Empezaré por el pictórico, puesto que es el más (o el único) rescatable. Por la mera locación, la película cuenta con texturas exquisitas (los árboles, los matorrales, las casas), y, por composición y color, cuenta con una fotografía impecable, pero que, al entrar a conjugarse con el guion, las actuaciones, el sonido y el montaje, solo termina por antojarse insulsa, tan correcta como inexpresiva, resulta transformándose en una contemplatividad vacua. Quizá La roya hubiese sido un mejor fotoensayo. Planos como el aéreo que registra el verde bosque para descubrir a Jorge teniendo sexo, no aportan a la consistencia ni a la totalidad de la película, y responde únicamente a la extravagancia innecesaria de un director. Hay momentos en la película en la que la cámara parece aferrarse con las uñas a una propuesta preconcebida, indiferente por completo ante lo que de verdad está sucediendo delante de ella.
Según Chabrol, la puesta en escena posee tres componentes: uno pictórico/plástico, uno dramático y otro rítmico. Una buena puesta en escena puede desarrollar uno o dos más que otro, o los tres; pero La roya, en interés de su propio relato, ninguno desarrolla.
Ahora, en cuanto al componente dramático, no podemos hablar de una desdramatización tonal, sino de una desinterpretación actoral, por parte de Jorge, “interpretado” por Daniel Ortiz, un protagonista acartonado. Los personajes no parecen interrelacionarse, ni escucharse, son personajes de cartón, esbozados en un guion escrito previamente, pero que no parecen personajes vivos, rara vez piensan, rara vez desarrollan, solo hablan, escupen diálogos que por momentos me hacían sentir viendo radio ilustrada.
Según la aparente relación simbólica que existe entre el título de la película y el “desarrollo” del personaje principal, parece que la fiesta debió haber sido un evento importante. Sin embargo, la ya mencionada mala interpretación actoral sintetizada en un rictus caricaturizado de Jorge al inicio de la fiesta, sumada a una dirección del campo/contracampo absolutamente mediocre, una atmósfera sintética y unos dealers estereotípicos, hacen de la fiesta una chiquiteca, más que un reencuentro con la fuerza suficiente como para generar un impacto en el personaje principal, que aporte a la construcción del significado que parece haberse propuesto. Y no es la fiesta el único momento mal desarrollado, es solo el peor, pues cada escena en la película carece de alguna tensión, alguna pugna (no en el sentido monolítico de la narrativa clásica) que impida que el relato se deslice sin mayor relevancia: “Necesito que el abuelo se vaya”, “pero él no quiere”, “no, sí quiero”. “¿Me presta la moto?”, “Ah, es que a mí no me gusta prestar la moto, usted solo sirve pa’ pedir favores… Bueno, hágale.”

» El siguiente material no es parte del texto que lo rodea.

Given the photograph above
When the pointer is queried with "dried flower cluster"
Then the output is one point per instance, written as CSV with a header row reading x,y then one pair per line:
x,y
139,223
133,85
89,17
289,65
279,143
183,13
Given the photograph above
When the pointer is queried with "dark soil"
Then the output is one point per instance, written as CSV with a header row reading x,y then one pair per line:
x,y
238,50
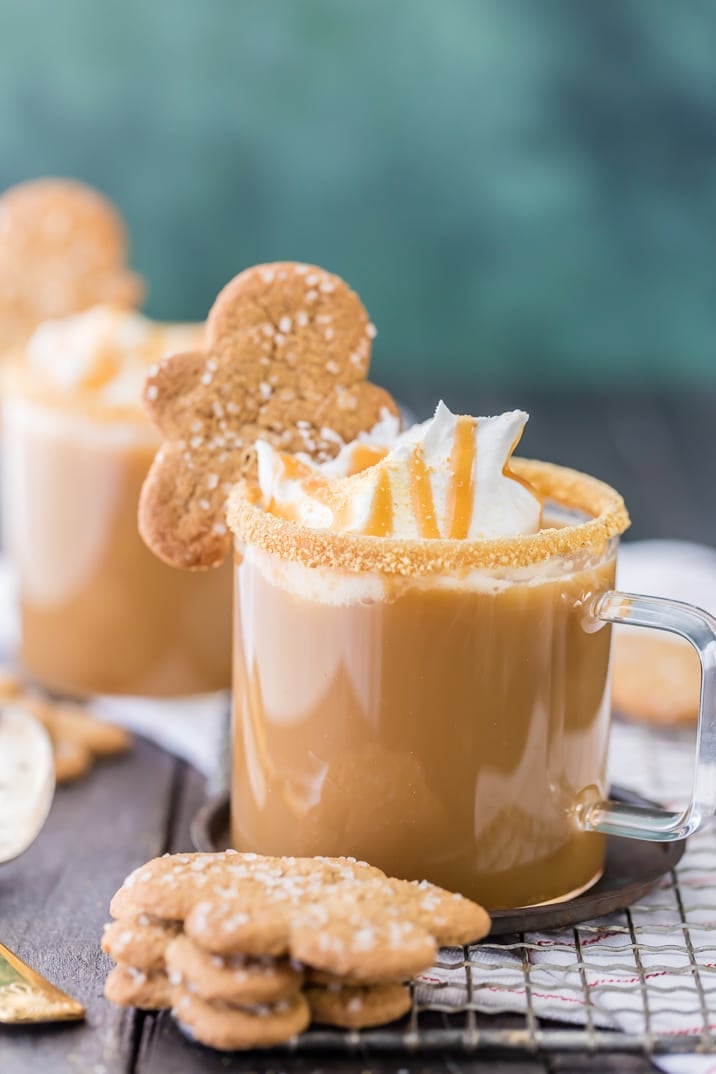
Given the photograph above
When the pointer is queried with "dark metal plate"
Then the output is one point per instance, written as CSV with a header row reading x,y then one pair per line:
x,y
633,867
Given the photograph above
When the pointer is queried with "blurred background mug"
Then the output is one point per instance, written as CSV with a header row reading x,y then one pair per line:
x,y
99,612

Y no es la fiesta el único momento mal desarrollado, es solo el peor…
Por último, respecto al componente rítmico, de acuerdo a lo anterior, sobra decir que la película carece de un ritmo inteligente y el trabajo sonoro es meramente indicativo, deja que repose todo en lo visual, cuando la técnica es demasiado pretenciosa para una puesta en escena tan superflua, lo que, al mismo tiempo, le quita puntos a una buena fotografía, dejando una mezcolanza estética como resultado final, una sensación de falsedad, de artificialidad que se respira en cada rincón de la película, aun cuando nos situamos en bosques verdes y fincas un tanto derruidas.

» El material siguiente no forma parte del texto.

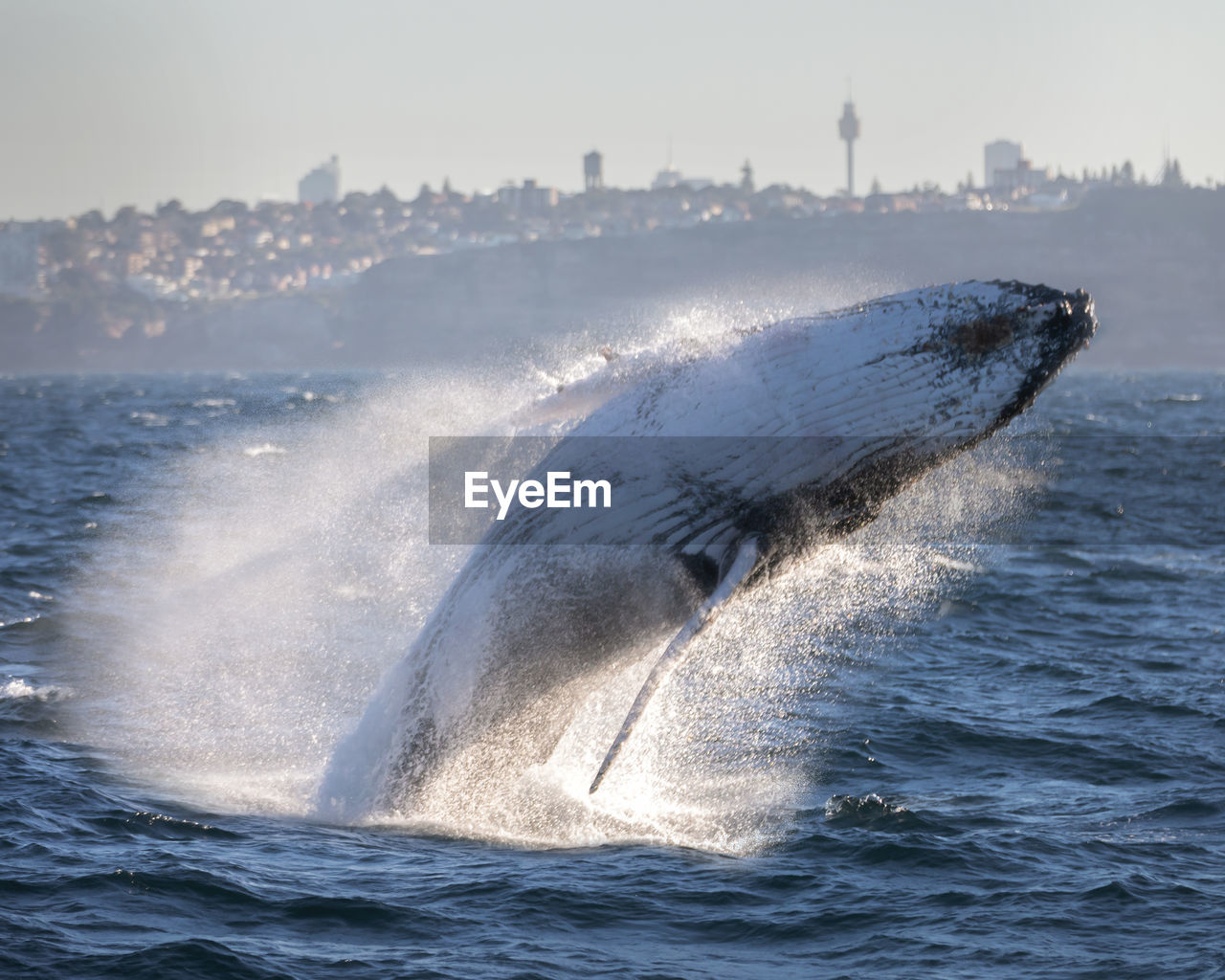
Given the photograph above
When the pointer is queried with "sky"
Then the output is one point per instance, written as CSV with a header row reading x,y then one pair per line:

La roya, para concluir, es una película a la que le cuesta condensarse. Por lo que, sea cual haya sido el eje central que pretendía Mesa, sigue siendo una película de cinco minutos que se extiende a ochenta y cinco. Es una película que se conforma en sí misma y hace lo mínimo con su propuesta, dejando ver a un director afanado por ufanar destreza. ¿Qué pasó, pues, en estos seis años entre Los nadie y La roya? ¿Juan Sebastián Mesa “maduró” (o nos quiere hacer pensar eso)? Quizá, depende de la perspectiva. Pero, entonces, es preferible el director “amateur”.